Ora, bem se vê que ao franquear o Estatuto da Microempresa, arrematando o certame as empresas que se apresentam como tal, porém, extrapolam o limite de faturamento permitido pelo próprio ordenamento, o administrador está permitido o prejuízo da livre concorrência e incorrendo a infração a ordem econômica, podendo até sofrer sanções administrativas, como até ser responsabilizado funcionalmente, assim como determina o artigo 121 e artigo 122 , parágrafo 2º da Lei 8.112/1990.

Sob este prisma, o artigo 33 da Lei 9.841, de 05 de outubro de 1999, que regulava a matéria antes da Lei Complementar 123/2006, já previa sanções penais para aqueles que objetivavam os benefícios das prerrogativas do estatuto da microempresa, sem realmente se enquadrarem;

Art. 33. A falsidade de declaração prestada objetivando os benefícios desta Lei caracteriza o crime de que trata o art. 299 do Código Penal, sem prejuízo de enquadramento em outras figuras penais.”

No sentido de evitar desequilíbrios e vantagens excessivas entre a concorrência, foi editada a Lei 8.884, de 11 de junho de 1994, que transforma o Conselho Administrativo de Defesa Econômica (Cade) em Autarquia, dispondo sobre a prevenção e a repressão às infrações contra ordem econômica e dá outras providências, e no caso em apreço, a regra do Inciso I do artigo 20 do mencionado diploma legal é perfeitamente aplicável.

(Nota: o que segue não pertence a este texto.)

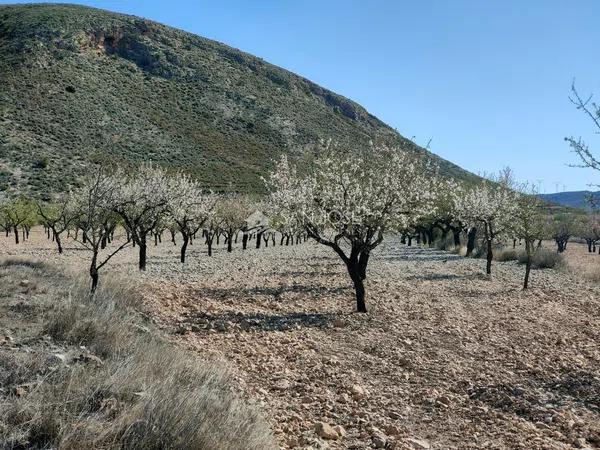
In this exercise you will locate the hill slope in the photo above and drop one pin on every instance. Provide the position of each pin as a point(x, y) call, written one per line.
point(573, 199)
point(80, 85)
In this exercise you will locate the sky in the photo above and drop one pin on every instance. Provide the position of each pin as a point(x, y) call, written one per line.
point(486, 82)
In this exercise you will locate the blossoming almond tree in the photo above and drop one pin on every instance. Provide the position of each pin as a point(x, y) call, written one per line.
point(349, 199)
point(233, 210)
point(489, 206)
point(58, 217)
point(189, 208)
point(93, 207)
point(528, 223)
point(142, 200)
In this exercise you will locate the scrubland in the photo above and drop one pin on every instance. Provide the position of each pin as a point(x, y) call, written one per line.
point(446, 357)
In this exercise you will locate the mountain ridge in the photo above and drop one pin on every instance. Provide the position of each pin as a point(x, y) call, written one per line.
point(81, 85)
point(573, 199)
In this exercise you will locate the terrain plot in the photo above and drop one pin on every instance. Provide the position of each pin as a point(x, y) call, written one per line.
point(445, 359)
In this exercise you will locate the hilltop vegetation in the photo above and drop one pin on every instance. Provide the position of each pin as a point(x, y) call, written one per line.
point(81, 85)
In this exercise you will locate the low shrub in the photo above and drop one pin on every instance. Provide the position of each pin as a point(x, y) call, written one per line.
point(505, 254)
point(127, 388)
point(542, 258)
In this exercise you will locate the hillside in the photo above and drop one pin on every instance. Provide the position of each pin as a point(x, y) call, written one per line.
point(81, 85)
point(573, 199)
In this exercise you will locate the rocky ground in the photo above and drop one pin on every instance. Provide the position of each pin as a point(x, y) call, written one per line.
point(446, 358)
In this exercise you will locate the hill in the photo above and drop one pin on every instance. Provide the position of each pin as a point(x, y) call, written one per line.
point(573, 199)
point(81, 85)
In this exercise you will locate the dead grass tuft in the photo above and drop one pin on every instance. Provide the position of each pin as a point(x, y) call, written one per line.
point(130, 389)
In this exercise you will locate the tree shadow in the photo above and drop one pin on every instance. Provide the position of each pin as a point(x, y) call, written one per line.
point(259, 321)
point(416, 254)
point(436, 277)
point(271, 291)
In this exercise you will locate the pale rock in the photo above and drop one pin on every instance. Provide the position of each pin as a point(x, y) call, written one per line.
point(325, 431)
point(392, 430)
point(358, 392)
point(292, 442)
point(340, 430)
point(379, 440)
point(419, 444)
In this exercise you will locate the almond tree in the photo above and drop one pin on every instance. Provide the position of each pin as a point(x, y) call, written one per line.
point(562, 228)
point(142, 200)
point(233, 211)
point(489, 206)
point(58, 217)
point(349, 199)
point(16, 213)
point(528, 223)
point(590, 230)
point(189, 207)
point(93, 206)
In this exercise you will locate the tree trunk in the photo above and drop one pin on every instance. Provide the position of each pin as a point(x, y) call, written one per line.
point(186, 239)
point(229, 241)
point(490, 255)
point(528, 246)
point(363, 260)
point(359, 289)
point(58, 243)
point(143, 248)
point(429, 233)
point(258, 239)
point(94, 273)
point(471, 235)
point(456, 236)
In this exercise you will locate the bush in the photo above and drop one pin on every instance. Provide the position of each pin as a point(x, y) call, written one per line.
point(505, 254)
point(127, 388)
point(542, 258)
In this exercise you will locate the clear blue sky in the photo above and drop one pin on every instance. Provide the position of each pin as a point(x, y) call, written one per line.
point(487, 80)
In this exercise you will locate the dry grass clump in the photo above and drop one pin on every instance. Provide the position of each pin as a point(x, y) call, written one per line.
point(542, 258)
point(126, 388)
point(505, 254)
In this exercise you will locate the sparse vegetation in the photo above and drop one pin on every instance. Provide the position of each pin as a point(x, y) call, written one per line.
point(125, 388)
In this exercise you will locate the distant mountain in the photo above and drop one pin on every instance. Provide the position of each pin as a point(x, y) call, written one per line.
point(81, 85)
point(573, 199)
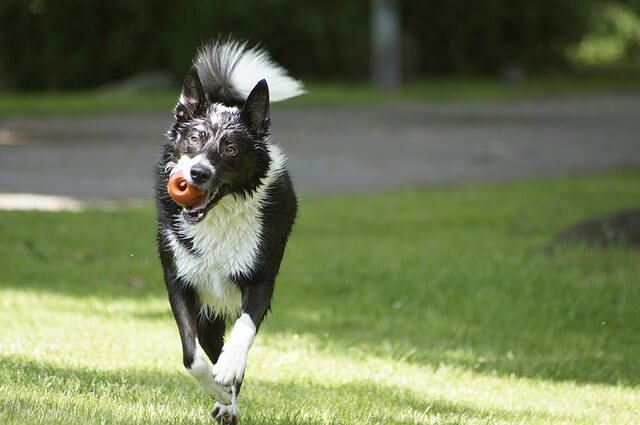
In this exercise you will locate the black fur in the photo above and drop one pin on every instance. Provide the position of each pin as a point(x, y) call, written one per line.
point(238, 175)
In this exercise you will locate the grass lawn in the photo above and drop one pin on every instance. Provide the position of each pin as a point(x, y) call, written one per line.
point(416, 307)
point(466, 90)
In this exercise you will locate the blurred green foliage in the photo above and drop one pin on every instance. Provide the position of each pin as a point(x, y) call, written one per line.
point(77, 44)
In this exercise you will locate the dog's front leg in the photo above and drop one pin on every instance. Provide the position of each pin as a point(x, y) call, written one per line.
point(230, 367)
point(184, 306)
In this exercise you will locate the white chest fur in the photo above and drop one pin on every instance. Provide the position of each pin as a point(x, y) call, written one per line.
point(225, 243)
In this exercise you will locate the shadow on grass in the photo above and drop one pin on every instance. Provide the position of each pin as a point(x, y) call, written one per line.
point(44, 393)
point(462, 284)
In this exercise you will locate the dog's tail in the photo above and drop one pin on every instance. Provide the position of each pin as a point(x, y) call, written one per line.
point(228, 70)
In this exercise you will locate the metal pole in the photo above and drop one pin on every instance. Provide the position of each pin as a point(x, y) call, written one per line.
point(385, 43)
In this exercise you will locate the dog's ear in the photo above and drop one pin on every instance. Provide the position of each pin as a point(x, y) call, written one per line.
point(192, 99)
point(255, 112)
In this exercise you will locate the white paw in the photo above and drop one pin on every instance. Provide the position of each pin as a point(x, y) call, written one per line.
point(202, 372)
point(230, 367)
point(225, 414)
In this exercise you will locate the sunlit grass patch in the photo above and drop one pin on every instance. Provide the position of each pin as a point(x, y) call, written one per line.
point(418, 307)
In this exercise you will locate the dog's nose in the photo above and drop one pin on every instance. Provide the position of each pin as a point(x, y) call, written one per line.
point(200, 174)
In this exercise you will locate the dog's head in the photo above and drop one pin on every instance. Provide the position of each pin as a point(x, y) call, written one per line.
point(219, 148)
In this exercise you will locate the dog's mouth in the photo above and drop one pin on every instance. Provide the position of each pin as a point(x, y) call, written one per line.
point(196, 213)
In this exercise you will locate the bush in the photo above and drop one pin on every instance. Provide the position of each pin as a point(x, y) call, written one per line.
point(75, 44)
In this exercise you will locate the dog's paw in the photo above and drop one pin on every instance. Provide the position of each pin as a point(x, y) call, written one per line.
point(230, 367)
point(225, 414)
point(219, 392)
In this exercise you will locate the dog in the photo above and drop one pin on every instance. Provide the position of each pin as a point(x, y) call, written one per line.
point(221, 256)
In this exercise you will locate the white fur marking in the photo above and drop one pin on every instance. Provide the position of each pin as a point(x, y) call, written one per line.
point(244, 67)
point(201, 370)
point(226, 244)
point(232, 362)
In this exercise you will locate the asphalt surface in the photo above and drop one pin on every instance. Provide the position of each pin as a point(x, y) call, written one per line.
point(350, 149)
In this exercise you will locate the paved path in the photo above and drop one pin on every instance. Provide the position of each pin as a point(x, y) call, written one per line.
point(340, 149)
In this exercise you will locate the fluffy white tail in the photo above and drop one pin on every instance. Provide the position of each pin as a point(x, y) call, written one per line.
point(229, 70)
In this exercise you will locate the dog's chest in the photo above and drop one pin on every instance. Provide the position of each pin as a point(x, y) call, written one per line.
point(225, 244)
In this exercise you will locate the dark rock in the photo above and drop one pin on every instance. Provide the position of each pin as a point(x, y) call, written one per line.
point(617, 228)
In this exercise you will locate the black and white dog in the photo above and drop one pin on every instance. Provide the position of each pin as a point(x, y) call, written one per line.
point(221, 256)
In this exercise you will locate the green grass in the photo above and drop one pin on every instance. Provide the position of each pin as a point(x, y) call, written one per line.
point(416, 307)
point(466, 90)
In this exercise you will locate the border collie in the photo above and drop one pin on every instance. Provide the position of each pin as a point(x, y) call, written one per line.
point(221, 256)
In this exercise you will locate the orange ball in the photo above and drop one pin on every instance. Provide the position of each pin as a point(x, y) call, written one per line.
point(182, 192)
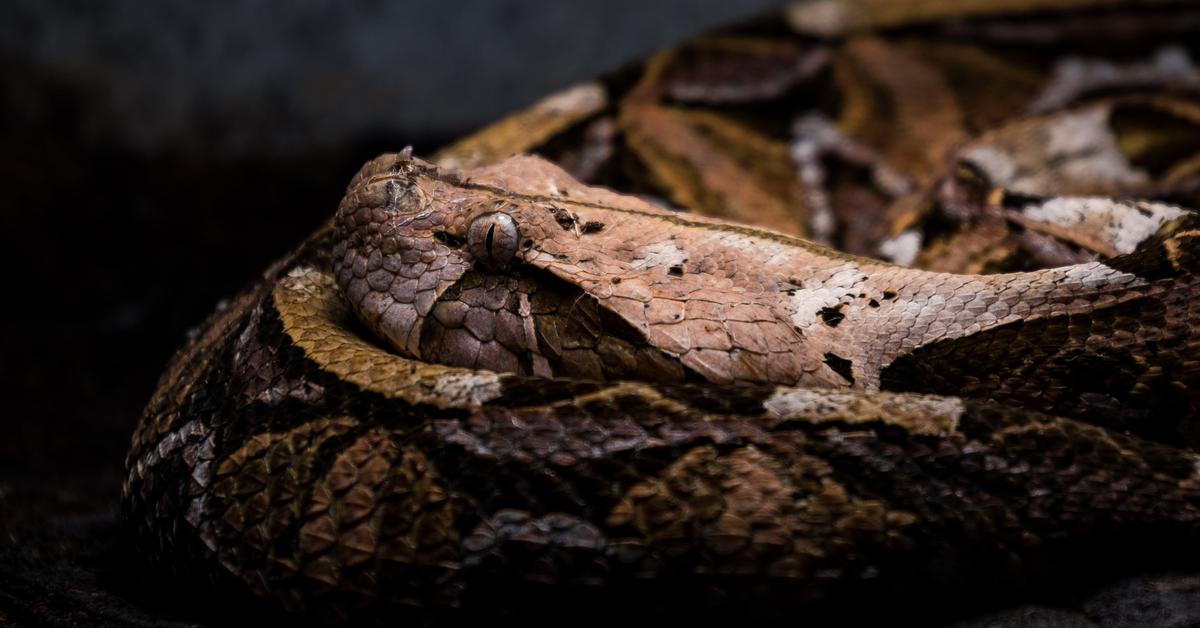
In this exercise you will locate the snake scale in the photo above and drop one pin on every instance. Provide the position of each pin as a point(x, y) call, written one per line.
point(495, 388)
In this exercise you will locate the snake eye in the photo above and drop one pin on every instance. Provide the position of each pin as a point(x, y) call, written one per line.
point(492, 239)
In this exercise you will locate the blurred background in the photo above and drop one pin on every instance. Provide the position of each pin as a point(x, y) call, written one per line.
point(155, 156)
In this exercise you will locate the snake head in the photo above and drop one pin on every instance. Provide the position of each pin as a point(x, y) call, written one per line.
point(426, 264)
point(463, 273)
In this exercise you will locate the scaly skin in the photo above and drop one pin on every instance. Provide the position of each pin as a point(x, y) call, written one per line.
point(288, 454)
point(605, 286)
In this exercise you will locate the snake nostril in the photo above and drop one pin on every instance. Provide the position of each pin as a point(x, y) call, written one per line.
point(448, 239)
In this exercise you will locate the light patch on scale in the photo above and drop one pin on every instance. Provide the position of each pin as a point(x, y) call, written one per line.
point(922, 414)
point(663, 253)
point(814, 294)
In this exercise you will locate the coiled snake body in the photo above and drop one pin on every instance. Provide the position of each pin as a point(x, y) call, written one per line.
point(637, 405)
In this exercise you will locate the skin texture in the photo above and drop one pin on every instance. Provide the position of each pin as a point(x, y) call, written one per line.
point(291, 455)
point(487, 393)
point(585, 282)
point(295, 458)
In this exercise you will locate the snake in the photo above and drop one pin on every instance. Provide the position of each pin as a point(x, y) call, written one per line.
point(498, 389)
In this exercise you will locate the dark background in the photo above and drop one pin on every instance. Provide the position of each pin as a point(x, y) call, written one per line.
point(154, 156)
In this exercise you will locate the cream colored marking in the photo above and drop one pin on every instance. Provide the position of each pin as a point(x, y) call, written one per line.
point(1125, 225)
point(924, 414)
point(901, 249)
point(816, 293)
point(665, 253)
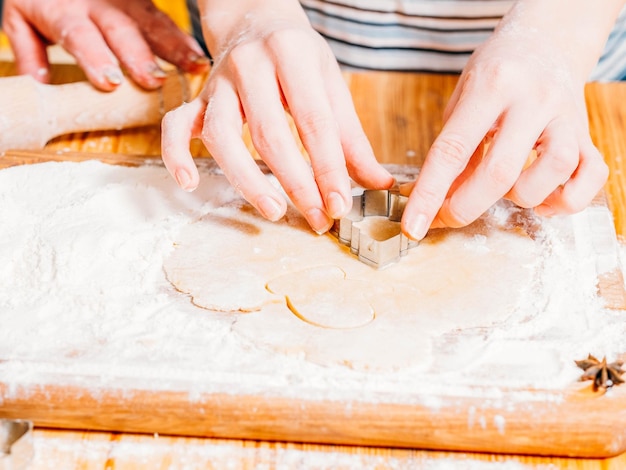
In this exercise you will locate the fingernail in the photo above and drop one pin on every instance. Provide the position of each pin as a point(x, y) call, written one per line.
point(336, 205)
point(318, 220)
point(156, 71)
point(270, 208)
point(183, 178)
point(406, 188)
point(417, 226)
point(113, 76)
point(545, 210)
point(199, 59)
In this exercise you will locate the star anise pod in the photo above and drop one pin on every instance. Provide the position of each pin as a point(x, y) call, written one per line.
point(603, 375)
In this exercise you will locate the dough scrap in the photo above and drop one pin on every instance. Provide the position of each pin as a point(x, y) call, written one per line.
point(233, 260)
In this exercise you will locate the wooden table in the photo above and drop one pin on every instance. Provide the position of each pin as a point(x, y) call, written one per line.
point(411, 102)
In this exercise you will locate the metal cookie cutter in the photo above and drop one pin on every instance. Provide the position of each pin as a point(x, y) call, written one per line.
point(370, 202)
point(16, 444)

Outrossim, as Comissões de Licitações e seus membros têm ciência que o valor dos certames supera as montas estabelecidas na Lei Complementar para conceder vantagens às empresas vencedoras, ou seja, sabedores da situação e nada fazendo, flagrante é a sua omissão, posto que conceder vantagem a um terceiro que conforme Lei, extrapola o limite de seu enquadramento, enseja a responsabilização do administrador ante a falta de observância da norma.

Nas palavras do professor Ives Grandra da Silva Martins; “…é irresponsável aquele que macula, tisna, fere, atinge, agride a moralidade pública, sendo ímprobo administrador, favorecendo terceiros…” 2.

Conclui-se, portanto, que as vantagens concedidas pela LC 123/06 possui limites para as benesses do próprio Estatuto, bem como a participação nos certames licitatórios, devendo, os abusos cometidos e a falta de observância a lei, serem denunciados tanto ao Tribunal de Contas de cada Estado, como também ao Ministério Público, para efetiva adoção das medidas administrativas e judiciais cabíveis.

1 MARÇAL, Justen Filho. O Estatuto da Microempresa e as licitações Públicas, 2.ed Dialética, p.40

2 MORAES, Alexandre de. Direito Constitucional Administrativo, São Paulo: Atlas, p. 320.